だから私、こんなにショックを受けてるんだ。おばあ様の記憶の中に私がいないという現実を、受けとめきれなくて――。
「涼香、顔上げろ」
「はっ、はい」
ショックと混乱で、もう少しで零れ出てしまいそうな涙を懸命に飲み下そうと俯いてた私に、命令口調なのに優しい声が落ちてきた。
肩に手が乗り、ポンポンとなだめるようにしてから「しゃんとしろ」と、俯いていた私の背筋を伸ばすように少しの力が込められる。
見上げれば、鋭い印象の切れ上がった目元が私を見下ろして、真っ直ぐに視線が絡んだ。
そうして、ちゃんと顔を上げた私に「よし」と一度頷いてから、煌先輩はおばあ様のほうを向いた。
「ばあさん。
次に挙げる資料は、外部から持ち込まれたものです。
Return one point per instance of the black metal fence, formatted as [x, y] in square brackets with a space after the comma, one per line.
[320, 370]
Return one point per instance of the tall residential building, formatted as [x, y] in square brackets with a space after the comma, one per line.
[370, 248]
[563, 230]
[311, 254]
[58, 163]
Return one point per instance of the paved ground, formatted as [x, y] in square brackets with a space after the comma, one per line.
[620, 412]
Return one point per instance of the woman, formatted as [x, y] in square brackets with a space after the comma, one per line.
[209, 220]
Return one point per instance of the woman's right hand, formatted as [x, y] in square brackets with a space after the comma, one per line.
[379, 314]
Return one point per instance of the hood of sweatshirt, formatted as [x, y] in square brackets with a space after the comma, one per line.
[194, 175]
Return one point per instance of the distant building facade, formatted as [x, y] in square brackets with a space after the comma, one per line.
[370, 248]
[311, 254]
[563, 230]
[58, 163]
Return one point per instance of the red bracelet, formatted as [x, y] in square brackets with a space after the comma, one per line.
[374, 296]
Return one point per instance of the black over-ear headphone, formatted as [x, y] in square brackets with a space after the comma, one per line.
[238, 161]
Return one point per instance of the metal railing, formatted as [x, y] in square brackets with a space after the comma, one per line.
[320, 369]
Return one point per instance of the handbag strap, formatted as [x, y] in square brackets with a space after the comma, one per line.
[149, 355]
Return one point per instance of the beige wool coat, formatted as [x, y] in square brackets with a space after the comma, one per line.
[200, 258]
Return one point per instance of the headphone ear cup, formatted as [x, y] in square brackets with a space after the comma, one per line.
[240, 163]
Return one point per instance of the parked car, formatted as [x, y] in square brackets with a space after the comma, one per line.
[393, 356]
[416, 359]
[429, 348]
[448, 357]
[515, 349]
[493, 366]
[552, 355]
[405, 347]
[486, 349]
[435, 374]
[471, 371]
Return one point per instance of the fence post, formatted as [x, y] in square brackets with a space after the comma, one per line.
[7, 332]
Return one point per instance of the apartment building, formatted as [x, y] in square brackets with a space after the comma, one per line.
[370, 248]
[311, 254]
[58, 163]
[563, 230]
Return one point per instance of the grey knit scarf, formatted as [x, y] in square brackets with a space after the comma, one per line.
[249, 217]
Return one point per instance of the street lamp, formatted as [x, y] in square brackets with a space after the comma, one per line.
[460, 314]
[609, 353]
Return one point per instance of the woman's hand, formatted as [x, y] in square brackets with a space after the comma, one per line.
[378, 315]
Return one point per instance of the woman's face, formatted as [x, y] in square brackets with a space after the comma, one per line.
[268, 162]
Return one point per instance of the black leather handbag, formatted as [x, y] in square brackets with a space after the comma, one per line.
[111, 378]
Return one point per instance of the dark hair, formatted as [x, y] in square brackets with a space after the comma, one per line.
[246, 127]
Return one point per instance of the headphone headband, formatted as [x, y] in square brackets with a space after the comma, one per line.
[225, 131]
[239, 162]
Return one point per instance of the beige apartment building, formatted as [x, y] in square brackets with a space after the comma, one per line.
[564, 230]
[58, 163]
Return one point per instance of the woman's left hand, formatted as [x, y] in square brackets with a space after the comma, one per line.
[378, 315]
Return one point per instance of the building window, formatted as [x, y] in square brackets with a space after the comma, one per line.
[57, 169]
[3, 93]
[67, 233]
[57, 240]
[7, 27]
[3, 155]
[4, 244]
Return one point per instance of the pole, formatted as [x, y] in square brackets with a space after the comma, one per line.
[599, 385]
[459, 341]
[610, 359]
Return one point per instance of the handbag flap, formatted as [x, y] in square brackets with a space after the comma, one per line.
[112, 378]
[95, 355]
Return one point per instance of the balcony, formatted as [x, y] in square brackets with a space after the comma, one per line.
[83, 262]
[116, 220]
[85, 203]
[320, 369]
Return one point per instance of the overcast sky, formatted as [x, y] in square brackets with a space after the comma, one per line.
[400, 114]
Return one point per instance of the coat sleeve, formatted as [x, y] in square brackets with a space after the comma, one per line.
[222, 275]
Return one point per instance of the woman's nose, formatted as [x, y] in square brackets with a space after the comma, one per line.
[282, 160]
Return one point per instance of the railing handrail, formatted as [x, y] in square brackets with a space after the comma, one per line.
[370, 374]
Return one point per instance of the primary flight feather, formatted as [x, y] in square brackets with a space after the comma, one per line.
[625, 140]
コイツ、『すずちゃん』だよ」
「えっ?」
思わず、声が出た。『すずちゃん』って、煌せんぱ……。
「まぁ、すずちゃん? あなた、すずちゃんなの?」
え?
「まぁまぁ、すずちゃんだったの? 会えて嬉しいわ」
「はい……あ、え? あ、あのっ、どういう?」
すずちゃんか、と聞かれたから返事をしたけど、これ、どういうこと?
突然の展開に、ついていけない。おばあ様に両手を握られてぶんぶんと振られてる状態で、煌先輩を振り仰いだ。
「ばあさんさ。身内の顔もたまに認識してないし、他のいろんな記憶もボコッと抜け落ちてるけど、『すずちゃん』のことは覚えてんだよ」
え……覚えて、くれてる……の?
「私のこと覚えて……」
斜め上から覗き込むようにして告げられた煌先輩の言葉に、それまで見せないようにと我慢していた涙が、ひと筋、零れ落ちていた。
「おばあ様、ありがとうございます」
私の手を握り、嬉しそうに笑ってるおばあ様の前にもう一度しゃがんで、笑みを返した。
私の顔を忘れてしまわれても、あの時のことは覚えていてくださってる。そういうことよね?
「先週、誘った時にちゃんと説明しとけば良かったな。マジで悪ぃ。泣かせちまった」
「こっ、これは私が勝手に……あ、ありがと、ございます」
おばあ様と繋いでる両手を離したくなくて、流れ落ちたままにしていた涙の跡が、煌先輩によって拭われた。
私と同じように隣にしゃがみこみ、目元と頬にハンカチをあててくれたの。
「ひゃっ! こっ、煌先輩っ?」
それだけなら、まだ良かったんだけど。その後、涙が伝わった顎だけが指先でなぞり上げられたから、びっくりして声をあげてしまった。
「アイツの痕、消えてるな」
煌先輩が何かを呟いたけど、私が名前を呼んだのと同時だったし、声も低かったから聞き取れなかった。